Let us consider these two solutions of the problem above which could be asked in our Analysis III course's midterm exam: Find the limit $\lim_{(x,y)\rightarrow (0,0)}\frac{e^{xy}-1}{y}$, if exists. Suppose it exists and call it $L$.
$\begin{array}\\
\underline{\text{L'hospital rule method}} \hspace{1 cm} &\text{V. S.}& \hspace{1 cm} \underline{\text{Series method}}\\
L=\lim_{(x,y)\rightarrow (0,0)}\frac{e^{xy}-1}{y} \hspace{1 cm} &\text{V. S.}& \hspace{1 cm}L=\lim_{(x,y)\rightarrow (0,0)}\frac{e^{xy}-1}{y}\\
\text{L'hospital rule w.r.t. y}\hspace{1 cm} &\text{V. S.}& \hspace{1 cm} \text{Maclaurin Series at y=0}\\
L=\lim_{(x,y)\rightarrow (0,0)}\frac{xe^{xy}}{1} &\text{V. S.}& \ \hspace{1 cm}L=\lim_{(x,y)\rightarrow (0,0)}\frac{(1+xy+\frac{1}{2}x^2y^2+...)-1}{y}\\
L=\lim_{(x,y)\rightarrow (0,0)} xe^{xy} &\text{V. S.}& \hspace{1 cm}L=\lim_{(x,y)\rightarrow (0,0)}\frac{xy+\frac{1}{2}x^2y^2+\frac{1}{6}x^3y^3...}{y}\\
L=0\times e^0 &\text{V. S.}& \hspace{1 cm} L=\lim_{(x,y)\rightarrow (0,0)}\frac{y(x+\frac{1}{2}x^2y+\frac{1}{6}x^3y^2...)}{y}\\
L=0\times 1 &\text{V. S.}& \hspace{1 cm}L=\lim_{(x,y)\rightarrow (0,0)}x+\frac{1}{2}x^2y+\frac{1}{6}x^3y^2...\\
L=0 &\text{V. S.}& \hspace{1 cm} L=0\\
\end{array}$
Now, let's consider the following problem: Find the limit $\lim_{(x,y)\rightarrow (0,0)}\frac{xy}{x^2+y^2+y}$, if exists. Suppose it exists and call it $L$.
$\begin{array}\\
\underline{\text{L'hospital rule method}} \hspace{1 cm} &\text{V. S.}& \hspace{1 cm} \underline{\text{Series method}}\\
L=\lim_{(x,y)\rightarrow (0,0)}\frac{xy}{x^2+y^2+y} \hspace{1 cm} &\text{V. S.}& \hspace{1 cm}L=\lim_{(x,y)\rightarrow (0,0)}\frac{xy}{x^2+y^2+y}\\
\text{L'hospital rule w.r.t. y}\hspace{1 cm} &\text{V. S.}& \hspace{1 cm} \text{Maclaurin Series at y=0}\\
L=\lim_{(x,y)\rightarrow (0,0)}\frac{x}{2y+1} \hspace{1 cm} &\text{V. S.}& \hspace{1 cm}\text{They are polynomials.
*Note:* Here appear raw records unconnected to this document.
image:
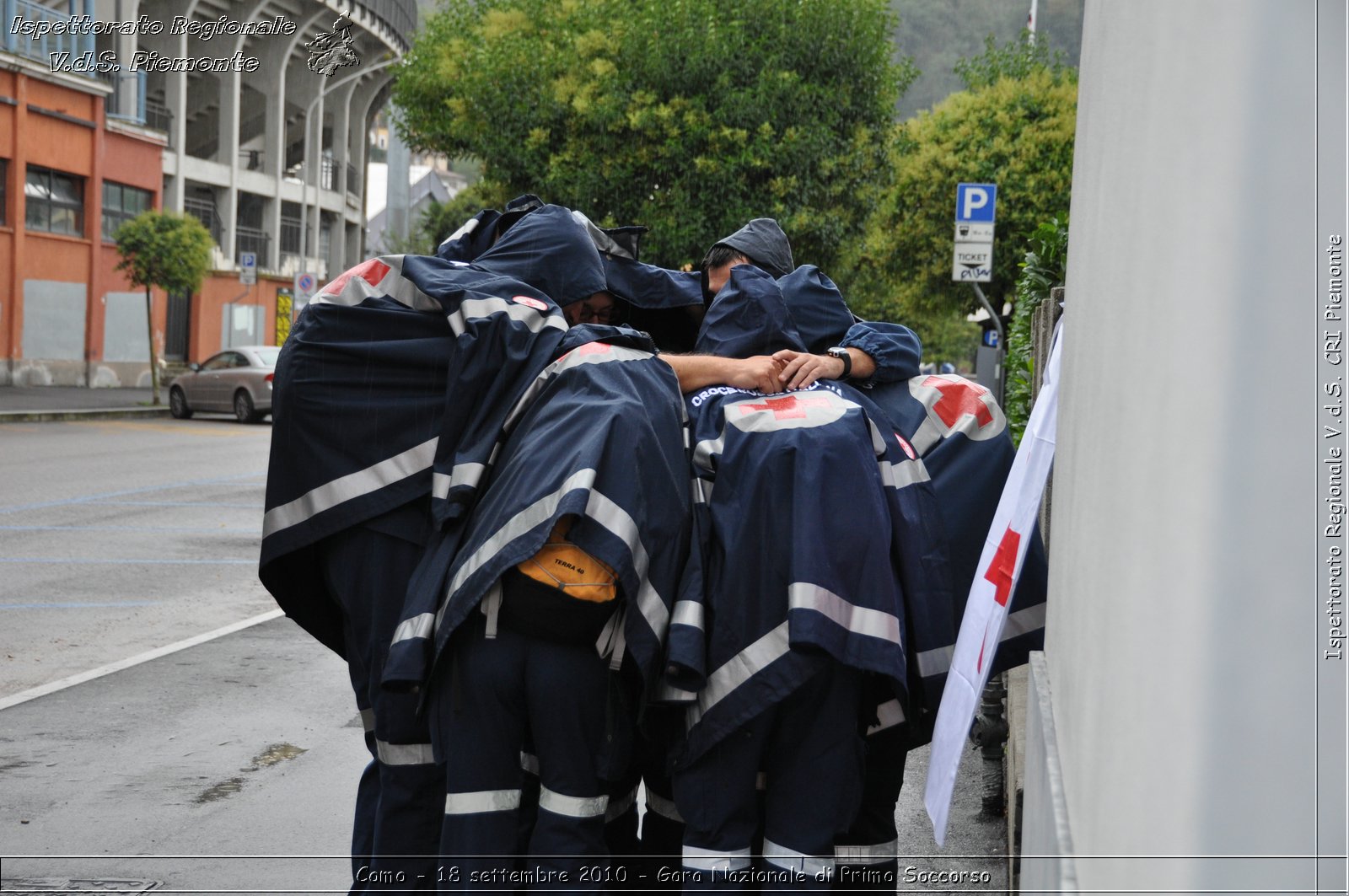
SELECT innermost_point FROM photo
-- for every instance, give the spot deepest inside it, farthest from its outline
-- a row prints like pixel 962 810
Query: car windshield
pixel 267 355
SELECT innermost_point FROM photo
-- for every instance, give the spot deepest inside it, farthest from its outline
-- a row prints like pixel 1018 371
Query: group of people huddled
pixel 644 577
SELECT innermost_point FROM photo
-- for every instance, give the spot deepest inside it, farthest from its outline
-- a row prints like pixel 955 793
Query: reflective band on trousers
pixel 618 807
pixel 795 861
pixel 482 802
pixel 663 806
pixel 572 806
pixel 405 754
pixel 717 860
pixel 887 716
pixel 688 613
pixel 868 853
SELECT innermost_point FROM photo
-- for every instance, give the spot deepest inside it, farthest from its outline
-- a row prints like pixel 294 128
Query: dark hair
pixel 723 254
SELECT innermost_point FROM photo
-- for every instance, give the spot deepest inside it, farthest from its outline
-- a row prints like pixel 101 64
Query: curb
pixel 111 413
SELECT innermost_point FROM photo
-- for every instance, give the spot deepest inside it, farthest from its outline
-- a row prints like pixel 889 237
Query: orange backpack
pixel 560 564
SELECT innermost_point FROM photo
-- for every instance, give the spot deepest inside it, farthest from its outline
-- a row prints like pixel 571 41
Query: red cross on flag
pixel 986 609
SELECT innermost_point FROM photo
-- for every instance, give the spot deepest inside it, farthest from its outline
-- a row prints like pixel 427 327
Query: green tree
pixel 165 249
pixel 1043 269
pixel 688 118
pixel 1012 131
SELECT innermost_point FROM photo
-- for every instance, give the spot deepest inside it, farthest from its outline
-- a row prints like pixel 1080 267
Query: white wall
pixel 1182 640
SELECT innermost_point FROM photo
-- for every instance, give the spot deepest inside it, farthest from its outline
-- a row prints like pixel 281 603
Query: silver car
pixel 236 379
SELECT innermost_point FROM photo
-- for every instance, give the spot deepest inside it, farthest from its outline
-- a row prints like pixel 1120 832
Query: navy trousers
pixel 867 853
pixel 501 689
pixel 395 833
pixel 811 754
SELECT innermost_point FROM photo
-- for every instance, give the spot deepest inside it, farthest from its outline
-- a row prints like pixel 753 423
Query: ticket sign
pixel 973 263
pixel 975 206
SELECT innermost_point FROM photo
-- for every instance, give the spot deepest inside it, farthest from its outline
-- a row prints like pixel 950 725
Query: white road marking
pixel 51 687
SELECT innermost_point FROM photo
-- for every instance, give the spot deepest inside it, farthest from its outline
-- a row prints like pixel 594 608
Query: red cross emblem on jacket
pixel 788 406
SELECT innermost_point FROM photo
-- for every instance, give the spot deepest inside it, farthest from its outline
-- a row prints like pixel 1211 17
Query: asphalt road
pixel 231 764
pixel 123 536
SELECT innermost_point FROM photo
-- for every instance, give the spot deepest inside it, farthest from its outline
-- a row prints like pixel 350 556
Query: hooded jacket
pixel 764 243
pixel 599 435
pixel 957 436
pixel 395 386
pixel 811 537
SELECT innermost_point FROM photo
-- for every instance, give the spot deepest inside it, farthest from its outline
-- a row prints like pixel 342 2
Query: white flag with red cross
pixel 986 609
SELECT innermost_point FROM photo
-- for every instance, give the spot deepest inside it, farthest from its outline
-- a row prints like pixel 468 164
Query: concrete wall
pixel 1182 646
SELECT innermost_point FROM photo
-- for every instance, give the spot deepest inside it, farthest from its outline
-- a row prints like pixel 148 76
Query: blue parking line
pixel 130 491
pixel 168 503
pixel 78 606
pixel 247 529
pixel 64 561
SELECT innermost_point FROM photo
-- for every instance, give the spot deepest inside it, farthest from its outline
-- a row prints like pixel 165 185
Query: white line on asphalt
pixel 51 687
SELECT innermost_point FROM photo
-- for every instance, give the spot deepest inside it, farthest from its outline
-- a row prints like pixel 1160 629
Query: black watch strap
pixel 842 355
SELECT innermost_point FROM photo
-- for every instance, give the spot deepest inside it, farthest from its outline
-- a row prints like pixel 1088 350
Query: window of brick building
pixel 121 204
pixel 53 201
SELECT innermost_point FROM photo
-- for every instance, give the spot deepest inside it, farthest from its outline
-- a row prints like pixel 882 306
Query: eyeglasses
pixel 590 314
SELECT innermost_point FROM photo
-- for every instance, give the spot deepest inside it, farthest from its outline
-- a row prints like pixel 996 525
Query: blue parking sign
pixel 975 202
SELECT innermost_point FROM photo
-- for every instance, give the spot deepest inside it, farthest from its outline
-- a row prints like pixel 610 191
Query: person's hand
pixel 760 372
pixel 799 368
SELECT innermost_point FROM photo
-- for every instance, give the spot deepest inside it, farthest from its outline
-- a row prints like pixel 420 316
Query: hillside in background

Good.:)}\\
L=\frac{0}{2\times 0+1} \hspace{1 cm} &\text{V. S.}& \hspace{1 cm}\text{There are no cancellations. What to do?:(}\\
L=0 \,\,\,\text{No! This is wrong.}\hspace{1 cm} &\text{V. S.}& \hspace{1 cm} L=???\\
\end{array}$
The limit in the second question does not exist. Series method turned out to be better. It didn't lead us to a wrong conclusion. Taylor's series (https://en.wikipedia.org/wiki/Taylor_series) at $x=0$ of functions of one variable $x$ is called Maclaurin's series (https://mathworld.wolfram.com/MaclaurinSeries.html). We used the Maclaurin series of the function $e^t$ in the first problem, then put $t=xy$. This is actually the Taylor series of the two-variable function $f(x,y)=e^{xy}$ at $(x,y)=(0,0).$
Why do they usually ask two-variable limit questions at $(x,y)=(0,0)$? Because of translations. The limit of the function $f(x,y)$ at $(x,y)=(a,b)$ is equal to the limit of the function $f(x+a,y+b)$ at $(x,y)=(0,0)$. That is why Maclaurin's series are more famous than Taylor's series although they are very special case of Taylor's.
Functions of two and more variables are a diffucult subject. There are more to be said about their Taylor's series. They need time to study. Therefore, it is not easy to answer OP's first question immediately like when there are cancellations in series method, two ways give the same result. Question 2 might lead to a war. Do what you like.